Word-of-mouth spread about the remarkably high service standards, attracting cabinet ministers, high-profile businessmen and even King George V to ask Sisson for advice on everything from visa issues, to short-notice unique travel itineraries for visiting dignitaries, to advice on how to boost Britain’s tourism industry.
It wasn’t always plain sailing for Sisson.
At one point, when she attempted to arrange facilities for a trip to Cairo with shipping company, the Orient Line, its manager said he was surprised that a little-known bank should "start something new in conservative London and put a woman in charge".
But soon enough, he had changed his tune:
"And now, in three very short years, she has placed the Bank of New South Wales travel department where it is today, in the hearts of us all.”
As the turmoil of World War II approached, and ex-pats wishing to flee Europe began to arrive in London in search of the best way to get home, Sisson recalled:
“During the crises of 1938/39 our staff were magnificent, always cheerful and working like heroes. We had up to 70 or 80 people crowding into the rooms at once, most of them worried and anxious. Shipping was chaotic. We got people into a ship only to find within an hour or so it was commandeered. Our staff even made out the Shipping Tickets. In 1939 evacuees from Czechoslovakia were advised by their Minister for Commerce to come to me when they reached London, adding that if anyone would help them I would.”
While Sisson had broken through so many social norms and overcome huge hurdles in her commitment to build the bank’s reputation over a decade in London (and 25 years overall), as she approached 60, there was one last hurdle too high.
After being “shocked” and “hurt” at learning her retirement pension would be substantially lower that her male peers despite having done the same work, she wrote to the chief executive to seek redress. In the private correspondence she notes:
“In all the years I have served the Bank I have never counted the cost in money, time or health. I was proud of the Bank, proud of my work and proud of the trust given me. My successor, a single man, starts in London with a salary and allowances more than £200 per year in excess of what I leave the Bank on. He has some years less service in the bank … It is quite impossible to live in England on £3 per week or even get a room for that without meals. I am craving the bank’s reconsideration of this matter…and very grateful [for]…an increase granted more on the lines of [my performance in] London.”
While unfortunately it’s not surprising to learn of the substantial gender pay gap, what is harder to imagine is that only men could participate in the bank’s superannuation equivalent scheme until 1938.
But it was agitation like Sisson’s – along with the pioneering work of women employees like Tennyson Miller, the driving force behind the establishment of a super fund for women, and many others who have chosen to challenge ever since – that have gone a long way towards closing this gap.

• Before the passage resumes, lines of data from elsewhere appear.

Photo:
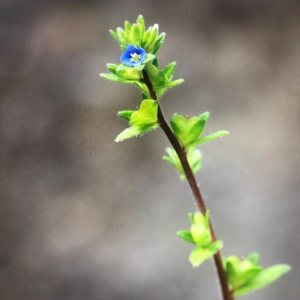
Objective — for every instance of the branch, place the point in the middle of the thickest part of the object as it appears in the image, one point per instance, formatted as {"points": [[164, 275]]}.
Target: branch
{"points": [[227, 295]]}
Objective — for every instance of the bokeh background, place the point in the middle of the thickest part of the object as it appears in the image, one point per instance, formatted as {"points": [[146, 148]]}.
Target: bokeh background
{"points": [[82, 217]]}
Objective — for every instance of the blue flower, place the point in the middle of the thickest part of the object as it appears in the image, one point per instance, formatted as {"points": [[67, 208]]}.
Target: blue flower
{"points": [[133, 56]]}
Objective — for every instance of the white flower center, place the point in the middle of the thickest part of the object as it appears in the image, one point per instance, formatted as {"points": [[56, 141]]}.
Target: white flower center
{"points": [[135, 57]]}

For Sisson, unhappily we don’t know if the bank increased her pension, but we do know that after leaving Berkeley Square, she continued to work for another two years as the Information Officer for the Orient Line shipping company.
In a sure sign of her flamboyance, at 63, when petrol rationing prevented her from using her car in England, she travelled 6000 miles through England and Scotland using a mechanised wheelchair – just to prove it could be done and to continue her quest for travel information.
Eventually returning to Australia, Sisson devoted her considerable energies and fundraising efforts to aged care, including contributing to the building of the Anglican Aged Care facilities at Castle Hill – where a facility, named Sisson Clinic in her honour, still exists – before dying in March 1966, aged 79.
In total, Sisson is estimated to have travelled more than 150,000 miles all over the world during her remarkable life, as she blazed new trails for the bank and for women.